Now if the YAML is generated based on what's in the fabric things will me cross wired, again this is consistent with the observed behavior.

In the above I say "should" because I do not know what he Cisco kernel driver modules do and if they do or do not establish some correlation to the fabric. Although that would be weird.

Given the behavior you showed at the beginning of this thread I would say the Cisco drivers do not establish such weird connections to the fabric.

So from a configuration perspective it is actually easier for you to generate the YAML based on the fabric information because you can establish the mapping that "eth0" in the fabric is the NIC in the first slot on some bus in the blade and that will always be the same and so if we use persistent names there is very little that can go wrong.

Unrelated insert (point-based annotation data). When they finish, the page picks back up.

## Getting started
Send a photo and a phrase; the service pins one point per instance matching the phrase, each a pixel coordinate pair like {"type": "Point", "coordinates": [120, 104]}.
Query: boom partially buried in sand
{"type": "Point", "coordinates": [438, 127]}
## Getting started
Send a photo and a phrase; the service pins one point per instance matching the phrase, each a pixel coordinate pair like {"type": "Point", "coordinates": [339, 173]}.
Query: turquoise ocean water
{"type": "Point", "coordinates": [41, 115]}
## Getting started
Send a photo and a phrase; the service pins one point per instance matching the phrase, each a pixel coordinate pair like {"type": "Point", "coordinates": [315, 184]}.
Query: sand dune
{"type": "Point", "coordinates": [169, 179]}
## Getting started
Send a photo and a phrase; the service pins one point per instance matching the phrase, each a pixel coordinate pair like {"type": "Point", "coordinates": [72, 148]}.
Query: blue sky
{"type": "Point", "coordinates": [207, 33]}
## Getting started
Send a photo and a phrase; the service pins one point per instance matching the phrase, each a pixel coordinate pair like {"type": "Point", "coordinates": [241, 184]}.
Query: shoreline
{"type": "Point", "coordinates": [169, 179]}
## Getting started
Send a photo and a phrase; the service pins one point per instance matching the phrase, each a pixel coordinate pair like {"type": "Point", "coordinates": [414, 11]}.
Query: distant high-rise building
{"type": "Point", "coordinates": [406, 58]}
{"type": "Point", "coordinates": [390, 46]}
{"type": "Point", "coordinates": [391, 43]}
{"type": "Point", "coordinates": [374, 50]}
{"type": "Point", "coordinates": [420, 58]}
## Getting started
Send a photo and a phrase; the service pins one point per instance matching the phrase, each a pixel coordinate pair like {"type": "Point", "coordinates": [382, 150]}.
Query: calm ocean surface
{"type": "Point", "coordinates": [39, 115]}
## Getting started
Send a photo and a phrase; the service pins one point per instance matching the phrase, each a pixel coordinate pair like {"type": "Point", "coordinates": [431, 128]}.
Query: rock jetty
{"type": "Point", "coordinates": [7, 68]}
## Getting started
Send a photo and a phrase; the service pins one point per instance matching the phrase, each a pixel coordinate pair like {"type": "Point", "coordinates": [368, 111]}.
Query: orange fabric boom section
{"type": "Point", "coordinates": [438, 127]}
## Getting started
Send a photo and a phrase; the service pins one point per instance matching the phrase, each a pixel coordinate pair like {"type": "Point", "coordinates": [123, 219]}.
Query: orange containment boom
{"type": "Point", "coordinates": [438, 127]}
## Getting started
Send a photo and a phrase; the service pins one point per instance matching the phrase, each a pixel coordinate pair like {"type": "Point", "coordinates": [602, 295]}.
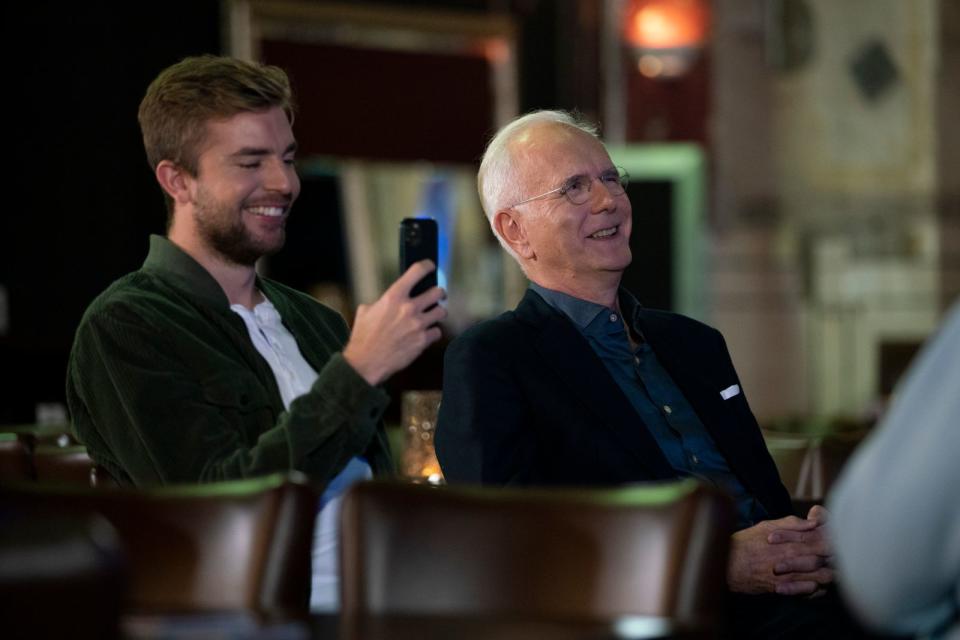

jeffaco commented 5 years ago

So from a configuration perspective it is actually easier for you to generate the YAML based on the fabric information because you can establish the mapping that "eth0" in the fabric is the NIC in the first slot on some bus in the blade and that will always be the same and so if we use persistent names there is very little that can go wrong.

That sounds awesome to me. So, if I'm understanding you properly, if we move to persistent names, then regardless of startup "jitter", ens1 will always be what the network fabric sees as eth0, like this:

Fabric NIC OS persistent name
eth0 ens1
eth1 ens2
eth2 ens3
eth3 ens4
eth4 ens5
eth5 ens6

If that's the case, that sounds awesome, and would solve the issue completely.

I guess I have some remaining questions:

  1. Is this a change to the O/S, or just a YAML change? If the later, what do I change? If the former, then:

  2. Test image possible? I'm thinking "yes" since you are the professionals in image building 😃

  3. Out of curiosity, why weren't existing interfaces eth0 ... eth(n) just set up as persistent names by default in the Linux kernel, thus avoiding this issue to begin with? Backwards compatibility issues?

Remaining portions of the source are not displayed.